Il n’est donc pas question de prêter ici la moindre intention malveillante aux autorités dépositaires des données à caractère personnel. Si tel était le cas, cela reviendrait à discréditer leur mission qui consiste d’abord à protéger les citoyens et à assurer leur sécurité.
Mais faut-il pour autant donner un droit de regard aux autorités (américaines) sur toute opération bancaire du citoyen européen au motif que celui qui n’a rien à cacher n’aura rien à craindre?
Les doutes émis par les défenseurs des libertés publiques à propos d’un éventuel détournement de données à caractère personnel à des fins douteuses seraient-ils dès lors devenus sans objet? Rien n’est moins sûr. L’histoire du vingtième siècle ne nous invite-t-elle pas à faire preuve d’un peu plus de perspicacité en la matière?
Ainsi, les plus grandes dérives du siècle écoulé ont-elles été des crimes d’Etat dont la dimension a été dans une très large mesure fonction de l’exploitation de données à caractère personnel, comme notamment l’appartenance à un groupe religieux ou à une minorité ethnique. Le fichage des populations juives en Europe ou le recensement des Tutsis selon des critères ethniques définis par les anciens colonisateurs du Rwanda ont contribué de façon décisive à l’ampleur tant de la Shoah qu’au génocide des Tutsis.
N’a-t-on pas sous-estimé le risque systémique inhérent au captage de données à caractère personnel à première vue anodines?

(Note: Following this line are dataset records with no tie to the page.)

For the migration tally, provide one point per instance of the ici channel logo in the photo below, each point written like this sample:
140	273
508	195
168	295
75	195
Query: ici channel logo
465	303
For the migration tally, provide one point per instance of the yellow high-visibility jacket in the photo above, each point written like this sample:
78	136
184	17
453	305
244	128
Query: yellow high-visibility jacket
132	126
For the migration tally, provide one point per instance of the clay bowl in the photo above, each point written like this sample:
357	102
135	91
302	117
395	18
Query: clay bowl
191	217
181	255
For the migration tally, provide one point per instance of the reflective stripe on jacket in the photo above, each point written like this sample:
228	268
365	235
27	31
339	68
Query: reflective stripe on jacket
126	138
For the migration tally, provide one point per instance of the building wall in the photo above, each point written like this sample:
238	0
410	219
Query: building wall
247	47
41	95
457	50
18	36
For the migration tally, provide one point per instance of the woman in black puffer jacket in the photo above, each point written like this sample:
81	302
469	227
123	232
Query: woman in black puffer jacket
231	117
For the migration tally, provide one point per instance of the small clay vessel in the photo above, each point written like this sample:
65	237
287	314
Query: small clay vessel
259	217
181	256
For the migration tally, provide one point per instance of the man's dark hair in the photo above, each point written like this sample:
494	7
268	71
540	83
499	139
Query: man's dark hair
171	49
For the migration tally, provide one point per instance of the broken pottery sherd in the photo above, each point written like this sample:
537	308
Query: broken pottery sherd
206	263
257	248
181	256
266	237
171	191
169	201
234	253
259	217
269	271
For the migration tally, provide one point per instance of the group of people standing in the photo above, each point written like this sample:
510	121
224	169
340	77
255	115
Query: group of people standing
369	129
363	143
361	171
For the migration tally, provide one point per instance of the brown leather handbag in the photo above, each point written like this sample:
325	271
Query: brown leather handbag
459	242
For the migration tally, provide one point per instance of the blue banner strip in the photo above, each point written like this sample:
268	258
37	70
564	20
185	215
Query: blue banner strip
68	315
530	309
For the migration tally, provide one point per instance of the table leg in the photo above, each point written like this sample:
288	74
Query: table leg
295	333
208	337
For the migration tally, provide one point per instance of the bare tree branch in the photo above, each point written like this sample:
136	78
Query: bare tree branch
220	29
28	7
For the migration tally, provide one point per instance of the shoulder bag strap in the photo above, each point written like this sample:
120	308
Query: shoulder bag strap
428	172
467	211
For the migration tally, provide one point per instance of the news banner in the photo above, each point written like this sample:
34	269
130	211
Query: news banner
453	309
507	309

Les enseignements du siècle passé sont suffisamment alarmants pour justifier toute mesure de précaution dans le domaine du traitement desdites données.
La prudence s’impose d’autant plus que les responsables du traitement des données ne sont même pas en mesure d’affirmer que les informations dont ils disposent servent vraiment à des fins de lutte contre le terrorisme.

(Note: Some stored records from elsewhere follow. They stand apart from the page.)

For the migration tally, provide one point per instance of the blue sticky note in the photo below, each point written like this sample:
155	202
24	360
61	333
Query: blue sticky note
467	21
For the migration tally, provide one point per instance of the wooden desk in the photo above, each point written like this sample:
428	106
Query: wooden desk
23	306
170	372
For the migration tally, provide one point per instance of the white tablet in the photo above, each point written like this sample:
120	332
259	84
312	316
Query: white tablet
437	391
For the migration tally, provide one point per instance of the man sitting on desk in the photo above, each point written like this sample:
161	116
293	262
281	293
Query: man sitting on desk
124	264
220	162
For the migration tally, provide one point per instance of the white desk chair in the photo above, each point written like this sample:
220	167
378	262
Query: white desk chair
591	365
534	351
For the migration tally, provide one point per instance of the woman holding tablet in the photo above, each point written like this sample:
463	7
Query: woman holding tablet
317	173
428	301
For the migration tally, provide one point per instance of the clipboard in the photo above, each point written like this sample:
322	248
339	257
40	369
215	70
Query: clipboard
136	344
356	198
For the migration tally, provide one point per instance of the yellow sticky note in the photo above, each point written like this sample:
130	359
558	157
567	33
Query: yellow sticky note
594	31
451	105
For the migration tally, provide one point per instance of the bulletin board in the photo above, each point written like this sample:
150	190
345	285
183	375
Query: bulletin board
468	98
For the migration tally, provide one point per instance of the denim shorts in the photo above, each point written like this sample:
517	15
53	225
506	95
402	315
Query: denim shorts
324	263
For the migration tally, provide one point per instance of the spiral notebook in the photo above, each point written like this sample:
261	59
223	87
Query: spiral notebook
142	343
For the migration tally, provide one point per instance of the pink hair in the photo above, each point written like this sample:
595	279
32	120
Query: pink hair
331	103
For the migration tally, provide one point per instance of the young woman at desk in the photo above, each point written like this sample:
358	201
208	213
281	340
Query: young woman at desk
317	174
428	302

En toute logique, les données recueillies au titre de la prévention d’attaques terroristes dans le transport aérien devraient être accessibles aux autorités de contrôle des passagers dans l’Etat où l’embarquement a lieu.
La tentative d’attentat à la bombe sur le vol 253 du Northwest Airlines à l’approche de Détroit le 25 décembre 2009 aurait pu être déjouée sans trop de difficulté si les données dont disposaient les autorités américaines avaient également été connues des autorités néerlandaises. Or tel n’a pas été le cas, puisque le présumé terroriste a pu embarquer sans le moindre problème à Amsterdam.

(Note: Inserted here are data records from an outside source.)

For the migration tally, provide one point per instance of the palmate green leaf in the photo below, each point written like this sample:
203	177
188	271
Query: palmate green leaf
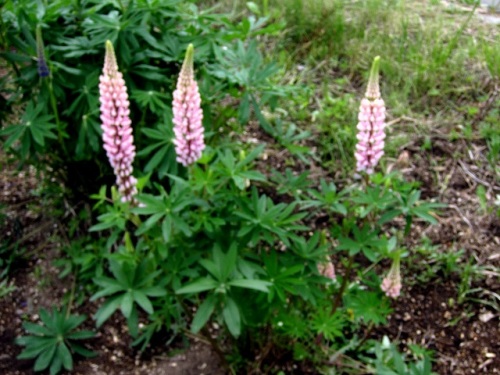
154	291
80	335
259	285
203	313
326	324
37	329
232	317
82	351
110	290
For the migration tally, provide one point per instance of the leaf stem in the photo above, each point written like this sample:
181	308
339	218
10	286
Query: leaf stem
53	102
345	280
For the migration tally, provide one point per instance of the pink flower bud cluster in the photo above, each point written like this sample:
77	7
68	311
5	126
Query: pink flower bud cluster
327	269
188	129
391	284
371	126
116	125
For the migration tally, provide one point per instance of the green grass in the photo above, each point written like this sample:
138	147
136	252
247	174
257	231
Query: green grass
435	65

Plusieurs tentatives de tirer cette affaire au clair, dont une question parlementaire adressée à la Commission n’ont pas été couronnées de succès. Bien au contraire, la Commission n’a pas été en mesure d’affirmer que les services de renseignement des 27 Etats membres disposaient des mêmes informations que leurs homologues américains. De sa capacité de répondre clairement à cette question dépendra, entre autres, la volonté de nombre de parlementaires à cautionner le dispositif de lutte antiterroriste en vigueur.